A temática de Depois da Terra (After Earth, 2013), por uma curiosidade, se acentua no momento em que os créditos finais descem: na tela, os nomes dos protagonistas Jaden e Will Smith, este também creditado como produtor, ao lado da esposa Jada Pinkett Smith, e autor da história, baseada na... família. Nesse contexto, o cineasta M. Night Shyamalan surge como convidado indesejado, uma vez que sua contribuição em direção e roteiro se resume a clichês típicos dos filmes de gênero mais melodramáticos do Cinema. Midas às avessas, o realizador indiano desperdiça uma premissa que, se não espetacular ou revolucionária, se revela muito adequada para uma aventura cinematográfica bem-sucedida - como não acontece.

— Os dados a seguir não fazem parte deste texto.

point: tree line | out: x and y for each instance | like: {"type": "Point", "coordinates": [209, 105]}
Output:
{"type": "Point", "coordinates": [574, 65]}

Conflitos armados e toneladas de lixo tóxico despejadas no ar tornaram a Terra inabitável. A humanidade encontrou abrigo no espaço, num planeta batizado New Prime. Esse novo começo é ameaçado por outras criaturas que habitam o local, as ursas, cegas, porém hábeis caçadoras de humanos por se guiarem pelo odor dos feromônios liberados por sua caça. Nesse contexto, o general Cypher Raige (Will Smith) é o único invisível às ursas; um homem sem medo, considerado um fantasma. Raige é mais que um general, uma lenda em New Prime.
Essa espécie de mitologia é apresentada de maneira ágil e hábil, porém malbaratada e transformada em mero pano de fundo. Isso porque, como dito no primeiro parágrafo, a suposta aventura transporta uma declaração de amor de Will Smith à família em seu cerne. Portanto, entra em cena Kitai Raige (Jaden Smith), um cadete reprovado na escola de formação de rangers que tem o conturbado relacionamento com o pai maximizado por um evento traumático. É então que Will Smith derruba a nave da qual seu personagem é comandante, o coloca à beira da morte e alça o filho Jaden à condição de herói de ação no perigoso (ou “perigoso”) planeta Terra.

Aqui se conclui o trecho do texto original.